DI-engine CPU utilization problem

[ ] I have marked all applicable categories:
- [ ] exception-raising bug
- [ ] RL algorithm bug
- [x] system worker bug
- [x] system utils bug
- [ ] code design/refactor
- [ ] documentation request
- [ ] new feature request
[x] I have visited the readme and doc
[x] I have searched through the issue tracker and pr tracker
[x] I have mentioned version numbers, operating system and environment, where applicable:

  # ding version `v0.2.0`, linux platform

Issue Description

CPU utilization is not 100% and very low. (below 5% on average)

Steps to Reproduce

clone the repo and git checkout main. (currently on 0fcfdf26). Run python3 dizoo/slime_volley/entry/slime_volley_selfplay_ppo_main.py. Open htop to check CPU usage. Only one core is occupied on a multi-core machine.

What Do We Need?

During training, run command mpstat 3. The column of %idle is less than 20% (Current value is 97%)

Oct 20 '21 20:10 zxzzz0

Conclusion: SlimeVolley-v0 env is too tiny to fully utilize cpu when training.

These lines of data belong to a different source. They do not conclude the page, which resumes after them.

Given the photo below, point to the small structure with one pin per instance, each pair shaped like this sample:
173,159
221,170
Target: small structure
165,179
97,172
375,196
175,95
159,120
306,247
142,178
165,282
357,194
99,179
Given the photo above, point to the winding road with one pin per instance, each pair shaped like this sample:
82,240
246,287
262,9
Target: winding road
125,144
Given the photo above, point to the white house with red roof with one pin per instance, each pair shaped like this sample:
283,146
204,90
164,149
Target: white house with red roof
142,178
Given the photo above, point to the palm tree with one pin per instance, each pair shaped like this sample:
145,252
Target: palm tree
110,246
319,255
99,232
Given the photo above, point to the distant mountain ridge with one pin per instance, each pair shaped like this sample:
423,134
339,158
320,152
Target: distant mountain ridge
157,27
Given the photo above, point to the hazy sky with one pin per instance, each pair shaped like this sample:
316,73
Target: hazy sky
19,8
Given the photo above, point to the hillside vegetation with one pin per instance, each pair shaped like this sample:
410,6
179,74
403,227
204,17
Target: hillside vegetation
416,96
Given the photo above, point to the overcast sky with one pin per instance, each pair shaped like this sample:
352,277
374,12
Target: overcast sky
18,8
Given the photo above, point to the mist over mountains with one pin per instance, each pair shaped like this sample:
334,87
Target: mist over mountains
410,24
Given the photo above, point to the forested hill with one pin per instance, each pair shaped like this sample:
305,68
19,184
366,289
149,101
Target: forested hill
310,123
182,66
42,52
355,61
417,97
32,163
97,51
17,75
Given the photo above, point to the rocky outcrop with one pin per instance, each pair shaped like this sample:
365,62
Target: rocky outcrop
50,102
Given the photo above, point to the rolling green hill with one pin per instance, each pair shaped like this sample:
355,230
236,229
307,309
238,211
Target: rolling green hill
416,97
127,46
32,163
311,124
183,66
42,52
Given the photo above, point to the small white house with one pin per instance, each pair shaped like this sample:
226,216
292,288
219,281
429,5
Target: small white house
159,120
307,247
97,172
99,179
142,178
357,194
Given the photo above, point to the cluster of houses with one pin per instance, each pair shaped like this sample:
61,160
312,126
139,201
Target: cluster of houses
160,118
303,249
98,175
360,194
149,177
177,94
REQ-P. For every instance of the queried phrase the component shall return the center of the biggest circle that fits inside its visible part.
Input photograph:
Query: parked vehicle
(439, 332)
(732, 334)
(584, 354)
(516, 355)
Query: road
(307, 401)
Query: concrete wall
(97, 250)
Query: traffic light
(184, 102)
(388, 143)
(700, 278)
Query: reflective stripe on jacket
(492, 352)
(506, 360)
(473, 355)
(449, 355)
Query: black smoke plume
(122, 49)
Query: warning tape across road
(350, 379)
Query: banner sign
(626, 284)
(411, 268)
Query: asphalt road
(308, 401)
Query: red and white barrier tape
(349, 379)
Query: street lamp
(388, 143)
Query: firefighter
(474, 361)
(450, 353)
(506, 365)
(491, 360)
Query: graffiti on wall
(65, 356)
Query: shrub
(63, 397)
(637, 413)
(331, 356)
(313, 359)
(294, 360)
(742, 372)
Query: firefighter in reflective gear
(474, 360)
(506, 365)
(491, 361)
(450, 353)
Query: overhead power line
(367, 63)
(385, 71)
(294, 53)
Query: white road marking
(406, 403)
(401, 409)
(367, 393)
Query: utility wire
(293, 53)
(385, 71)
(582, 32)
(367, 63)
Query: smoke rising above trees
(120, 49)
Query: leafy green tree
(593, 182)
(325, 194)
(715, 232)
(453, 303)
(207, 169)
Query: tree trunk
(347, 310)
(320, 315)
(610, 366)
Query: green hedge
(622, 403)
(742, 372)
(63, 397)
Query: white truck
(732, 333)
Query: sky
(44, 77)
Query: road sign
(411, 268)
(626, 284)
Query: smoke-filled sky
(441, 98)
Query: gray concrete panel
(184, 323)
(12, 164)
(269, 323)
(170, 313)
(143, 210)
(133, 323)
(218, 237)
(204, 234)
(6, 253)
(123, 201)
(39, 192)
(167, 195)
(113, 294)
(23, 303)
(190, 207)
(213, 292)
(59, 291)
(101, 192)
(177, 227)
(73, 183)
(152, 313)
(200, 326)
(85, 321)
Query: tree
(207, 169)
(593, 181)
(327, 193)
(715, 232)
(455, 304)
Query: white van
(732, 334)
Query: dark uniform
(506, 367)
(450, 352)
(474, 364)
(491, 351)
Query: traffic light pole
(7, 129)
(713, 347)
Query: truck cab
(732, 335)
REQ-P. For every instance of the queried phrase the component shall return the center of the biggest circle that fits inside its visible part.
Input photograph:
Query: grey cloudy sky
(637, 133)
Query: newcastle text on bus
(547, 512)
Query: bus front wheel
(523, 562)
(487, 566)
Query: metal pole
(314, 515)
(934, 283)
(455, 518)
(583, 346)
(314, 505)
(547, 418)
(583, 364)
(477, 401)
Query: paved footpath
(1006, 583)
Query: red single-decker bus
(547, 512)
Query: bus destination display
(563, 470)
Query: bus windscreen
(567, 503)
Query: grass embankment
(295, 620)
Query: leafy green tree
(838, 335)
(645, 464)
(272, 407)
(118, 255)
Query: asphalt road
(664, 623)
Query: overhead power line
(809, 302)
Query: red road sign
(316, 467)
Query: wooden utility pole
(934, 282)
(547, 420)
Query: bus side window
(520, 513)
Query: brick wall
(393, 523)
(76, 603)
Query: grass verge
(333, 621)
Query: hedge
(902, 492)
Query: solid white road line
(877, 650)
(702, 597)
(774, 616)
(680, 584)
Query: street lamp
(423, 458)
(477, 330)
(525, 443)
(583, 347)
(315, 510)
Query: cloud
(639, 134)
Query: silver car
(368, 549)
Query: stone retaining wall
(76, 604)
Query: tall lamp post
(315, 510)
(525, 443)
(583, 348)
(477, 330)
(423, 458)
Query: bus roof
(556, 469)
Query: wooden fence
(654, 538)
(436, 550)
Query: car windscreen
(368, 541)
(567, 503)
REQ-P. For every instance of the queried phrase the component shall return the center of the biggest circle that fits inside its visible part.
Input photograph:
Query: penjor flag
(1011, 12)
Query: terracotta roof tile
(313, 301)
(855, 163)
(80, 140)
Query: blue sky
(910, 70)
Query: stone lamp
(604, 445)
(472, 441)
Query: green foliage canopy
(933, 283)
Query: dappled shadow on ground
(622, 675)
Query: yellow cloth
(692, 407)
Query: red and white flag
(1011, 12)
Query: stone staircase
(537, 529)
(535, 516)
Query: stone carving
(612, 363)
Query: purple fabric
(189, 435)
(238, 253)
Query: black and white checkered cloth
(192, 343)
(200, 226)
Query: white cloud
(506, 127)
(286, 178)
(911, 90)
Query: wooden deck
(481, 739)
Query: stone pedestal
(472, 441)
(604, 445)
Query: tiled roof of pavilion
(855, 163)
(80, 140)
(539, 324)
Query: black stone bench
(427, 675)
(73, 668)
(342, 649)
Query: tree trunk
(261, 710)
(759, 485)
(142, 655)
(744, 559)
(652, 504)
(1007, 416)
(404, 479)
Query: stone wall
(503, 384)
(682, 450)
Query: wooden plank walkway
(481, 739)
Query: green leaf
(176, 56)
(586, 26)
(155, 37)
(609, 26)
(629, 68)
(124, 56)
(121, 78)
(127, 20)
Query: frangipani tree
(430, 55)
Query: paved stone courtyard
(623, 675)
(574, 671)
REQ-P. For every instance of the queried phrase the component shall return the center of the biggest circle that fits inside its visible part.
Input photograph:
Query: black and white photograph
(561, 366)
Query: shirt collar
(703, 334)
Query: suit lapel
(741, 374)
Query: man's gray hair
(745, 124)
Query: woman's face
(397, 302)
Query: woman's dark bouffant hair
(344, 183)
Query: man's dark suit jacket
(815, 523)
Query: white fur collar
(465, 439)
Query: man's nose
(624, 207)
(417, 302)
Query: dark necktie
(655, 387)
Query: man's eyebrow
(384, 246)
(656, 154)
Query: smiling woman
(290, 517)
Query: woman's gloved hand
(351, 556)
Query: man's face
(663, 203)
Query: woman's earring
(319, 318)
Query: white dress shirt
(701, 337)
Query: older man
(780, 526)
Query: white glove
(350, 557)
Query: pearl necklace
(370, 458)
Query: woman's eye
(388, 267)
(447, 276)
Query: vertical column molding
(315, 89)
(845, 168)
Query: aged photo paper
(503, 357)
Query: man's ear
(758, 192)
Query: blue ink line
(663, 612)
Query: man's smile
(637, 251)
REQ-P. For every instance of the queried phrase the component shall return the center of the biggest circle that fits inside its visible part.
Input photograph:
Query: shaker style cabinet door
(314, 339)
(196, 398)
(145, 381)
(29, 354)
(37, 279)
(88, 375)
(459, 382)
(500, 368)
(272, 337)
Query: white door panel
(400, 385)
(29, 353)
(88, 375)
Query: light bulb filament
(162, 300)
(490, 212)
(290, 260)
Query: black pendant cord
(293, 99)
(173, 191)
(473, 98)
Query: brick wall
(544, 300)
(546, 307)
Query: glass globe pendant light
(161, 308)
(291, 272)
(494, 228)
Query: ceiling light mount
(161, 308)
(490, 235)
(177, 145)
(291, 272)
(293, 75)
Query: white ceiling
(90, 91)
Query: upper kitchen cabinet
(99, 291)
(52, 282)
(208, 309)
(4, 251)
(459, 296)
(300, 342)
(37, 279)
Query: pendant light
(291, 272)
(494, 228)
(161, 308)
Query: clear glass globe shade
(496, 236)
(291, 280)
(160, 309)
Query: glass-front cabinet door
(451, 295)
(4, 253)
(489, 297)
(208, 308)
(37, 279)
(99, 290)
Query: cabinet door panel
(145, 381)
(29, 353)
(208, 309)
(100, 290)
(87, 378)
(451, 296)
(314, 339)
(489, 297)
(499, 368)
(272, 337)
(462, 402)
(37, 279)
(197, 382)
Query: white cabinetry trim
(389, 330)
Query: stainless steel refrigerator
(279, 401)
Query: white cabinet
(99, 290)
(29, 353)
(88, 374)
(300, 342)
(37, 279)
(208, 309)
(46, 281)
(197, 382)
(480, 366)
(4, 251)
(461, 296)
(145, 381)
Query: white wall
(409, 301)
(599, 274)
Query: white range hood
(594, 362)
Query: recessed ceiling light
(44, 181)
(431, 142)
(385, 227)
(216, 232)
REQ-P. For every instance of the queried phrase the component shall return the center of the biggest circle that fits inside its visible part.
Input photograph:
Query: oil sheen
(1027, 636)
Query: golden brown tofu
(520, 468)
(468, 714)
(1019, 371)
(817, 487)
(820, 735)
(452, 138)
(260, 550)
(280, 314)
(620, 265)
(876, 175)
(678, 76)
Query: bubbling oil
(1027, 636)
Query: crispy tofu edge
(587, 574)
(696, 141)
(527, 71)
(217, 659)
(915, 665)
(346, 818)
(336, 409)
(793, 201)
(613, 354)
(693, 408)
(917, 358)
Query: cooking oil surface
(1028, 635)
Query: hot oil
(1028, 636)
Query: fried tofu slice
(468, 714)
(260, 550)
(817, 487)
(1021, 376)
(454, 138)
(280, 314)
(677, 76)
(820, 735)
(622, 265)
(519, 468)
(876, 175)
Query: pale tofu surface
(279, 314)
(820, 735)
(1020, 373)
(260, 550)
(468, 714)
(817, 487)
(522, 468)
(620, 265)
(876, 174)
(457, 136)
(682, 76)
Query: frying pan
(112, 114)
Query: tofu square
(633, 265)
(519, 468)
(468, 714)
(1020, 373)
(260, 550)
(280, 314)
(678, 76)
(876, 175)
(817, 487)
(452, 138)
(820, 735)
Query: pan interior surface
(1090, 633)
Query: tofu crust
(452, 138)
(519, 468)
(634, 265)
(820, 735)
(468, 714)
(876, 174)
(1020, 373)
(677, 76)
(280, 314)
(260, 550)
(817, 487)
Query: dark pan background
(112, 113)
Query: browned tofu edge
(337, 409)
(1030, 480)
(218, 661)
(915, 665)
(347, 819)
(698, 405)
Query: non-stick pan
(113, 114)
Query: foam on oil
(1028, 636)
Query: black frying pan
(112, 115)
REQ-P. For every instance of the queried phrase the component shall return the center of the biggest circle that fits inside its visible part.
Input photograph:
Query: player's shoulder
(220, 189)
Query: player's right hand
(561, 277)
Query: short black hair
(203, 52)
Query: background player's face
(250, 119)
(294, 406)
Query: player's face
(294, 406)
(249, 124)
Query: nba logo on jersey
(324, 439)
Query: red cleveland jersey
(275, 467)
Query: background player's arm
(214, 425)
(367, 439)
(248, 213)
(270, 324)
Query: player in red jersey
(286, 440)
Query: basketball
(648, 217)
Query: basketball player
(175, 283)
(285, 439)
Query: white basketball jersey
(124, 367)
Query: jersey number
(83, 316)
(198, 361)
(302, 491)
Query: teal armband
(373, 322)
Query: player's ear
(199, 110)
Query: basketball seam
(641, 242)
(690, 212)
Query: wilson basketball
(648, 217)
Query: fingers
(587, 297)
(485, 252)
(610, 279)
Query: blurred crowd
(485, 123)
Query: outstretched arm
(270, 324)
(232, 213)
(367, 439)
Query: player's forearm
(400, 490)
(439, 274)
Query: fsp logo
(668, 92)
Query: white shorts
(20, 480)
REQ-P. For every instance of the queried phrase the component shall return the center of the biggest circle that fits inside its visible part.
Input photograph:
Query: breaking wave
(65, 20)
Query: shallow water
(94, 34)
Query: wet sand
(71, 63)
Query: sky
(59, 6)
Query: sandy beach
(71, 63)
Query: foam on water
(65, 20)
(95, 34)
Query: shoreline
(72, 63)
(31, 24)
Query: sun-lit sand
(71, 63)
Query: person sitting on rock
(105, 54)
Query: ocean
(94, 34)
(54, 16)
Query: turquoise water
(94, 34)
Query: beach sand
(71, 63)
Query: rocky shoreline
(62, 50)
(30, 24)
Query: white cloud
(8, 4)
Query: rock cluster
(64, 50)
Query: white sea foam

You can try this test file for env, just run pytest -sv . and run htop in another terminal to check usage:

import pytest
import numpy as np
from easydict import EasyDict

from dizoo.slime_volley.envs.slime_volley_env import SlimeVolleyEnv


@pytest.mark.envtest
class TestSlimeVolley:

    @pytest.mark.parametrize('agent_vs_agent', [True, False])
    def test_slime_volley(self, agent_vs_agent):
        total_rew = 0
        env = SlimeVolleyEnv(EasyDict({'env_id': 'SlimeVolley-v0', 'agent_vs_agent': agent_vs_agent}))
        # env.enable_save_replay('replay_video')
        obs1 = env.reset()
        done = False
        print(env._env.observation_space)
        print('observation is like:', obs1)
        done = False
        while True:
            if agent_vs_agent:
                action1 = np.random.randint(0, 2, (1, ))
                action2 = np.random.randint(0, 2, (1, ))
                action = [action1, action2]
            else:
                action = np.random.randint(0, 2, (1, ))
            import time
            time.sleep(0.01)
            observations, rewards, done, infos = env.step(action)
            total_rew += rewards[0]
            obs1, obs2 = observations[0], observations[1]
            assert obs1.shape == obs2.shape, (obs1.shape, obs2.shape)
            if agent_vs_agent:
                agent_lives, opponent_lives = infos[0]['ale.lives'], infos[1]['ale.lives']
        if agent_vs_agent:
            assert agent_lives == 0 or opponent_lives == 0, (agent_lives, opponent_lives)
        print("total reward is:", total_rew)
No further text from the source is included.